Raccontare Milano dal punto di osservazione di via Fatebenefratelli è compito che richiede esperienza, conoscenza del territorio e grande equilibrio: leggere la realtà solo attraverso la cartina al tornasole delle pur positive statistiche – che parlano di reati ancora in calo nel 2024 e di arresti in aumento dell’11% – è infatti un esercizio che rischia di lasciare per strada molti spunti di riflessione e di raccontare solo una parte della storia. E in effetti ieri mattina Bruno Megale, che all’ombra della Madonnina è diventato funzionario di primissimo livello tra il 2000 e il 2015 e che lo scorso 20 maggio ci è tornato da questore, ha affrontato in tutt’altro modo il tema “sicurezza” nel discorso agli Arcimboldi per il 173° anniversario della fondazione della polizia, inserendolo nel contesto di una metropoli che muta continuamente e che sollecita periodici aggiustamenti e repentini cambi di prospettiva per generare contromisure efficaci.
Sì, perché una vetrina internazionale che attira imprese, universitari e visitatori (8 milioni l’anno) e che è popolata per un quinto da stranieri deve convivere giocoforza con una “eccezionale mobilità sul territorio”, che, ha spiegato Megale, ha “alimentato un generale senso di insicurezza urbana, anche per l’incremento negli ultimi anni di reati quali rapine e borseggi commessi sulla pubblica via che sovente interessano proprio i turisti o gli studenti, episodi che trovano amplificazione da una narrazione ipermediata anche attraverso i social”. Conseguenza: “La quasi totalità delle richieste di intervento della comunità riguarda i controlli sulla movida e sui luoghi di divertimento, ma anche una maggiore presenza di forze di polizia sui mezzi pubblici, specie in ambito serale e notturno e nei fine settimana, una più visibile operatività nelle vie dello shopping, nei centri commerciali e nei siti a vocazione turistica”.
Le risposte: 180 pattuglie al giorno, servizi ad alto impatto e zone rosse. L’analisi dei risultati: “Il dato che balza all’attenzione è l’elevata percentuale di arresti di stranieri non comunitari, superiore al 50%, statistica che raggiunge percentuali ben più elevate per determinate tipologie di reati quali rapine, furti e spaccio”. Una riflessione che se ne porta dietro un’altra: quella sui maranza, “giovani immigrati dediti a una pluralità di reati da strada”, come ricostruito una settimana fa dall’ultima inchiesta della Mobile. Già, i maranza, finiti nel mirino delle ronde del gruppo ‘Articolo 52’, con blitz organizzati contro presunti ladri o pusher: “Nessuna forma di violenza privata può essere tollerata ed è compito delle istituzioni tutte, forze di polizia in primis, contrastare queste preoccupanti derive securitarie fai-da-te”.

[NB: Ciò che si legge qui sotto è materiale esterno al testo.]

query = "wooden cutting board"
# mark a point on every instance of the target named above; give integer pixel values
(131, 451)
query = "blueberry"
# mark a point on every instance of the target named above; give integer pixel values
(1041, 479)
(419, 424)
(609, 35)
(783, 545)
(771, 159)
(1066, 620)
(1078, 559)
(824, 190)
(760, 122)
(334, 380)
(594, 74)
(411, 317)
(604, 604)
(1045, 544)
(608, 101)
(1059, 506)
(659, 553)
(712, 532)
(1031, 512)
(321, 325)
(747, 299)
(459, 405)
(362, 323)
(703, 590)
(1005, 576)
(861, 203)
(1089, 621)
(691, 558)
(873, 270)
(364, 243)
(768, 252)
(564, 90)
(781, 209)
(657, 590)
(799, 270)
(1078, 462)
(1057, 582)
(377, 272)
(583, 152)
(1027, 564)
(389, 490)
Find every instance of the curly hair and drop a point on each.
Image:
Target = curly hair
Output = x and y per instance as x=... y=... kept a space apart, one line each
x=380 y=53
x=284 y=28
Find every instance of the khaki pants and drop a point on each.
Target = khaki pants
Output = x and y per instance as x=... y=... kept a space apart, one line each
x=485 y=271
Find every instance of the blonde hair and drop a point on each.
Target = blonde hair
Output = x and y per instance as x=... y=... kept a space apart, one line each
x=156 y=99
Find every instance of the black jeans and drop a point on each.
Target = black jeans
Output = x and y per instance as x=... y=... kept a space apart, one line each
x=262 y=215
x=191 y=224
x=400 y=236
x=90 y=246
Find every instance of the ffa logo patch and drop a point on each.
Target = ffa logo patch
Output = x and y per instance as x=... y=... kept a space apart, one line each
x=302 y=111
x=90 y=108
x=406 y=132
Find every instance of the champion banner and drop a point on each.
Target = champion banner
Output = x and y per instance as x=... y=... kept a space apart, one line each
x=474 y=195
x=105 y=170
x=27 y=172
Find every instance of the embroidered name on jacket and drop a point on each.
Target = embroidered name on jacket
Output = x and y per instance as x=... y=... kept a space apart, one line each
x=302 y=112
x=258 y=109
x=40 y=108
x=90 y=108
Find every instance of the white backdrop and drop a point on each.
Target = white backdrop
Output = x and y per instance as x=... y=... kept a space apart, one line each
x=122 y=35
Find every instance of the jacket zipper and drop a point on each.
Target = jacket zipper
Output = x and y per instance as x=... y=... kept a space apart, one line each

Detto questo, ci sono pure altre urgenze da fronteggiare: le infiltrazioni della criminalità organizzata nell’economia legale (dai locali del centro allo stadio di San Siro) e la diffusione degli stupefacenti (con il ritorno dell’eroina e l’aumento delle sostanze sintetiche). Attività che necessitano di elevata preparazione investigativa, che non può prescindere da conoscenze approfondite anche nel campo delle nuove tecnologie e dell’intelligenza artificiale. “Ma oggi Milano è in grado di trattenere il personale specializzato delle forze di polizia e incentivarne la permanenza? – il quesito retorico di Megale –. Certamente no. Assistiamo a un eccezionale turn over di agenti non in grado di far fronte ai costi proibitivi della città, in particolar modo per quanto riguarda gli alloggi, problema comune con altre categorie di lavoratori”.
Quindi, l’invito, “occorre seriamente ripensare a un piano di investimenti per l’abitare sul territorio riservato ad alcune categorie di servizi pubblici essenziali, tra cui certamente le forze di polizia, prima che l’esodo porti a una desertificazione del know how e delle competenze”.